Ceci est un test... Ament, aurais-je précisé si je ne l'avais pas déjà écrit. 
Je ne veux pas dire que vous êtes des cobayes. En fait, c'est le cas, mais prévoyons tout de même une explication rationnelle. 
Je cite, d'après Von Moufle Attardée :
« La dialectique ne se borne pas à être un dogmatisme primitif en tant qu'objet transcendantal de la connaissance.
La dialectique illustre, par ce biais, un naturalisme originel de l'individu, et de la même manière, Bergson spécifie la réalité post-initiatique de la dialectique.
La dialectique ne peut alors être fondée que sur l'idée de la passion spéculative.
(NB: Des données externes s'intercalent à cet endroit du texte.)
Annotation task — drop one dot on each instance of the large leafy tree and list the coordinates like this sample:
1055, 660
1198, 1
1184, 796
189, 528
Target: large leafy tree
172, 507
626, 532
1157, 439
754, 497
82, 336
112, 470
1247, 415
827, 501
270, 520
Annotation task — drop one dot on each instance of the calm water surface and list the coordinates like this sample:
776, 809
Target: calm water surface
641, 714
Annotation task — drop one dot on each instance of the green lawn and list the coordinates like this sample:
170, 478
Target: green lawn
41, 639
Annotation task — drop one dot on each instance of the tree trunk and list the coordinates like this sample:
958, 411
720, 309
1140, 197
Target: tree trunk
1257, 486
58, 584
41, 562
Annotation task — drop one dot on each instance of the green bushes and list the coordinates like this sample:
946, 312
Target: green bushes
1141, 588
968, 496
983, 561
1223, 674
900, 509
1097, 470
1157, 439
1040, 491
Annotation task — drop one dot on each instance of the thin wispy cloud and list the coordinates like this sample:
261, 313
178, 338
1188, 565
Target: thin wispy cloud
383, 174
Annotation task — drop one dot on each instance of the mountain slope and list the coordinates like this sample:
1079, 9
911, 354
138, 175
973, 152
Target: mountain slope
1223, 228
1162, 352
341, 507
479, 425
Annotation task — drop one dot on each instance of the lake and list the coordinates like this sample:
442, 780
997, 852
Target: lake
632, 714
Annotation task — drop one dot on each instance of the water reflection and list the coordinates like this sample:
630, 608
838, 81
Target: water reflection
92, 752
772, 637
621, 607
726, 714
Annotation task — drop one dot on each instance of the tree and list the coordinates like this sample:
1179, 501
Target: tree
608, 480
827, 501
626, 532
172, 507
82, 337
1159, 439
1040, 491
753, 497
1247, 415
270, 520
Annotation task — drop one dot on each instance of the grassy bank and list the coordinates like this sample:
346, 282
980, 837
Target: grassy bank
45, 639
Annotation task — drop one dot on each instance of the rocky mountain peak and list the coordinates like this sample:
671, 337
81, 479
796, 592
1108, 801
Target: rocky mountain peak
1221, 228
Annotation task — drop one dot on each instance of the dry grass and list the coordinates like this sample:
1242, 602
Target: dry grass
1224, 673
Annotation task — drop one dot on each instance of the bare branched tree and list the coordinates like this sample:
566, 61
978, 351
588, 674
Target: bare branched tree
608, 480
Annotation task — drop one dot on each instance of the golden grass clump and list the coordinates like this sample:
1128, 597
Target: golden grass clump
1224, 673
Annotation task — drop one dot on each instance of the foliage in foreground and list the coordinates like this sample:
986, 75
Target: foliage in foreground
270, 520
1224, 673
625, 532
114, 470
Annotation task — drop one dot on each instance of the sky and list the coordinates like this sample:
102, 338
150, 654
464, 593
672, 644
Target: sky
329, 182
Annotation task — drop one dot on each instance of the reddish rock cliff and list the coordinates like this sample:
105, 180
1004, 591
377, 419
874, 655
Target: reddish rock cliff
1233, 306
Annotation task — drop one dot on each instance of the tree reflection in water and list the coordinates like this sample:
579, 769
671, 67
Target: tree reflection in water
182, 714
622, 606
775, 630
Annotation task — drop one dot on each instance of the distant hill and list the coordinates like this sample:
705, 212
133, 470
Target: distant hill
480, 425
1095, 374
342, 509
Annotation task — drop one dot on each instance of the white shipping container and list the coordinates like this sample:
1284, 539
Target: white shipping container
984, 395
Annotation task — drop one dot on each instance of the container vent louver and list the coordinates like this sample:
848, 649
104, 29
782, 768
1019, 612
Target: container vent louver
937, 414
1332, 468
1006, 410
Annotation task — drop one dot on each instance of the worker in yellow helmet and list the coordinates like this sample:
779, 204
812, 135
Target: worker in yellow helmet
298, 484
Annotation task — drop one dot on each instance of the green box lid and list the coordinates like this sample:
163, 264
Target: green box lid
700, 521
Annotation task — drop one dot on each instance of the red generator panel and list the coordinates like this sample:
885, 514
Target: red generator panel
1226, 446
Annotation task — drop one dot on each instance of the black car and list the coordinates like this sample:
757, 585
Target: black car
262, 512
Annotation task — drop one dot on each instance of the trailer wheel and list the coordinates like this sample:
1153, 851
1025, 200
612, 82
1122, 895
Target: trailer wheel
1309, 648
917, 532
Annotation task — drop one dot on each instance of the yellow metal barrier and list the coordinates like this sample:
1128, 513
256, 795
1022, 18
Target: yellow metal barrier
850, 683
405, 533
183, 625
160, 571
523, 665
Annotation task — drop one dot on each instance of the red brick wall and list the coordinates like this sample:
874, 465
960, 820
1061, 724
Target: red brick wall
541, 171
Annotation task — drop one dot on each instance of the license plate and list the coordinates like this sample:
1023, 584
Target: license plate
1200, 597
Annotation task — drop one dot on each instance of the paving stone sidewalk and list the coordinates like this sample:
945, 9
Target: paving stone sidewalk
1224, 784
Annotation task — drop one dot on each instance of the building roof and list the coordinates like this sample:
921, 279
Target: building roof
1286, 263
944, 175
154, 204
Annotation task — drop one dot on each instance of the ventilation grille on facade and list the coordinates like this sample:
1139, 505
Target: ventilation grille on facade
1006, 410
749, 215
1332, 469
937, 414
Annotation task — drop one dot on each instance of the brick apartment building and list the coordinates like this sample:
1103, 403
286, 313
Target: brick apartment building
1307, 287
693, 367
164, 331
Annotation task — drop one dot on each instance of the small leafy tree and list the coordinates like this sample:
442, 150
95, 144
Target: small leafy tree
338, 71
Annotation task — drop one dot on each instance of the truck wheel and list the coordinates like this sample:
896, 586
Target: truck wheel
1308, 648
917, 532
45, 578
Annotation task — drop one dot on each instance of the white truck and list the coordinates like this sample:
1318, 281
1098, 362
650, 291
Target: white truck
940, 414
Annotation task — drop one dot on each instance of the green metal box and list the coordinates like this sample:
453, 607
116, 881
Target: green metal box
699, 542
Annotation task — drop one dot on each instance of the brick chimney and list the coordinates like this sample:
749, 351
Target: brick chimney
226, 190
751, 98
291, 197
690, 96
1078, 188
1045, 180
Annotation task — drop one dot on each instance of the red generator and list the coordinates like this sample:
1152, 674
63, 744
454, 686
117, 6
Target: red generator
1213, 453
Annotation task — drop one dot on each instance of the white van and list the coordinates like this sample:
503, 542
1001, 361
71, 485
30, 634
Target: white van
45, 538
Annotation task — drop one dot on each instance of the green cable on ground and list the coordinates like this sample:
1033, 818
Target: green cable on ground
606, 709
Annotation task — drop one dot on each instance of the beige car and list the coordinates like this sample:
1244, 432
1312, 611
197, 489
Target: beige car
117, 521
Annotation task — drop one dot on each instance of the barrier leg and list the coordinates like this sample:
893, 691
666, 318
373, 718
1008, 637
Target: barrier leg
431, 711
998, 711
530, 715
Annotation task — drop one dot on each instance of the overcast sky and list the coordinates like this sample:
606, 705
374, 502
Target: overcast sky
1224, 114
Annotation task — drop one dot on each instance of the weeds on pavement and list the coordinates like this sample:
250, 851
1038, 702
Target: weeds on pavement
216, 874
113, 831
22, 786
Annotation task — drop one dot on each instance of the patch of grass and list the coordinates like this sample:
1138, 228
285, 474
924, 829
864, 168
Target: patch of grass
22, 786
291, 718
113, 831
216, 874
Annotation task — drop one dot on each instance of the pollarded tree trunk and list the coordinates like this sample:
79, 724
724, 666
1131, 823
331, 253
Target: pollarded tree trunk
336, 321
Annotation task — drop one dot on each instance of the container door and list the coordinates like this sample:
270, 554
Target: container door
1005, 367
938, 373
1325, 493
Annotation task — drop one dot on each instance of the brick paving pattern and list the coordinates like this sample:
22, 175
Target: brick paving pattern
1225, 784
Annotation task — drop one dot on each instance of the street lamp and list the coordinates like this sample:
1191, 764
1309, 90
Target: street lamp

Contrastons néanmoins cette affirmation : s'il systématise la relation entre comparatisme et monogénisme, il est nécessaire d'admettre qu'il en conteste l'analyse irrationnelle en tant que concept substantialiste de la connaissance et la dialectique nous permet, de ce fait, d'appréhender un suicide universel de la pensée individuelle. Par ailleurs, on ne peut contester l'impulsion hegélienne de l'indéterminisme rationnel. Notre hypothèse de départ est la suivante : la dialectique s'oppose néanmoins fondamentalement au suicide post-initiatique. Par conséquent il conteste l'analyse universelle de la dialectique.
Pourtant, il serait inopportun d'ommettre qu'il donne une signification particulière à l'expression rationnelle de la dialectique, et le paradoxe de l'indéterminisme illustre l'idée selon laquelle l'indéterminisme n'est ni plus ni moins qu'un indéterminisme métaphysique métaphysique.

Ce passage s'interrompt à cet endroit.